Commit cefce47
Fix: support "max:N" and "filter:N" batch_size rules in DeepmdDataSystem (#4876)
# Fix: support "max:N" and "filter:N" batch_size rules in
DeepmdDataSystem
## Problem
- Using `batch_size: "max:..."` or `"filter:..."` in configs caused:
- `RuntimeError: unknown batch_size rule max` during the PyTorch path
(neighbor statistics).
- Docs mention these rules and PyTorch `DpLoaderSet` already supports
them, so behavior was inconsistent across layers.
## Cause
- The common data layer `DeepmdDataSystem` only implemented `"auto"` and
`"mixed"` for string `batch_size`, missing `"max"` and `"filter"`.
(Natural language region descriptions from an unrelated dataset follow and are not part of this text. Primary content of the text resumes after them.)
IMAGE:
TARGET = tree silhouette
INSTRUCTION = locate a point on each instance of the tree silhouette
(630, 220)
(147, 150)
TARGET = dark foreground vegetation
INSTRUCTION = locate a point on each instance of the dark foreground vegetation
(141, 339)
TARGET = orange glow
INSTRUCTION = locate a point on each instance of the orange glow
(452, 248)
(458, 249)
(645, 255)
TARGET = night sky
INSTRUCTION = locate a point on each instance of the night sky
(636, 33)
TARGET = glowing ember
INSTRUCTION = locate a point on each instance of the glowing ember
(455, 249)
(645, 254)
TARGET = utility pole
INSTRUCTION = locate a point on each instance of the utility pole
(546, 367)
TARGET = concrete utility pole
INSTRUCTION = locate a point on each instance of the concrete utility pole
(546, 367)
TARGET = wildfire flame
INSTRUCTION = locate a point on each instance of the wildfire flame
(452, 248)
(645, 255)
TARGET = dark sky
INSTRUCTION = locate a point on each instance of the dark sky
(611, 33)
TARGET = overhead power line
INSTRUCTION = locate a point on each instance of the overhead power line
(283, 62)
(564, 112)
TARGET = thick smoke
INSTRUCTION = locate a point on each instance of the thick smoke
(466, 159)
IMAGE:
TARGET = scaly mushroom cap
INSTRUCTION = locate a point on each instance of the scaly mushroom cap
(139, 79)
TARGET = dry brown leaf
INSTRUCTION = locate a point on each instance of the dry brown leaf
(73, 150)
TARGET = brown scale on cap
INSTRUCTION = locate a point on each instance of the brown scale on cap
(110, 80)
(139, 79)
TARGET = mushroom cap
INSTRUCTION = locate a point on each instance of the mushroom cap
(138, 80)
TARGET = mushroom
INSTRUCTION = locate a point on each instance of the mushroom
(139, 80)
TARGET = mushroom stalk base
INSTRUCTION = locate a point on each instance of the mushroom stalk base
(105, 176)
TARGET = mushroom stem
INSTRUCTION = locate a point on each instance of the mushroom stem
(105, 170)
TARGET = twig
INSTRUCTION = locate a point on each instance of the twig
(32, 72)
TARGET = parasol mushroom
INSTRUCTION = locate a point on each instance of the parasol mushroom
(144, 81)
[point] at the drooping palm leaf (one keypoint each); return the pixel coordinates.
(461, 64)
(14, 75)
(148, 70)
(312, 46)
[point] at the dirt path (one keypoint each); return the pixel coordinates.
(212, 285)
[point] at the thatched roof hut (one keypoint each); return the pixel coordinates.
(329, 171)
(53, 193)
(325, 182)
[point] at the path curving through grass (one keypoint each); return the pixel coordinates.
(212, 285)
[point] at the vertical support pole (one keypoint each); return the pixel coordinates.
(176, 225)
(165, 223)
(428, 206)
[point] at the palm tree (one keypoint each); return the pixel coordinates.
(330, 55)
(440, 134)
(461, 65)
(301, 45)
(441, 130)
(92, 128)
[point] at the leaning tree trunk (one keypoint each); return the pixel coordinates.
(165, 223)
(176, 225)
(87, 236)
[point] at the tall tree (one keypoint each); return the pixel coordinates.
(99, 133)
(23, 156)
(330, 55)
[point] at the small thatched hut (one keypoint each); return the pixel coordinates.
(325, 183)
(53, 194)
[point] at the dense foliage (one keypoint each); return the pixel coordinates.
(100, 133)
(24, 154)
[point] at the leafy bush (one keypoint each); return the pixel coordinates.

- PT training performs neighbor statistics via `DeepmdDataSystem` before
real training, so it failed early when those rules were used.
## Fix
- Implement `"max:N"` and `"filter:N"` in `DeepmdDataSystem.__init__` to
mirror `DpLoaderSet` semantics:
- `max:N`: per-system `batch_size = max(1, N // natoms)` so `batch_size
* natoms <= N`.
- `filter:N`: drop systems with `natoms > N` (warn if any removed; error
if none left), then set per-system `batch_size` as in `max:N`.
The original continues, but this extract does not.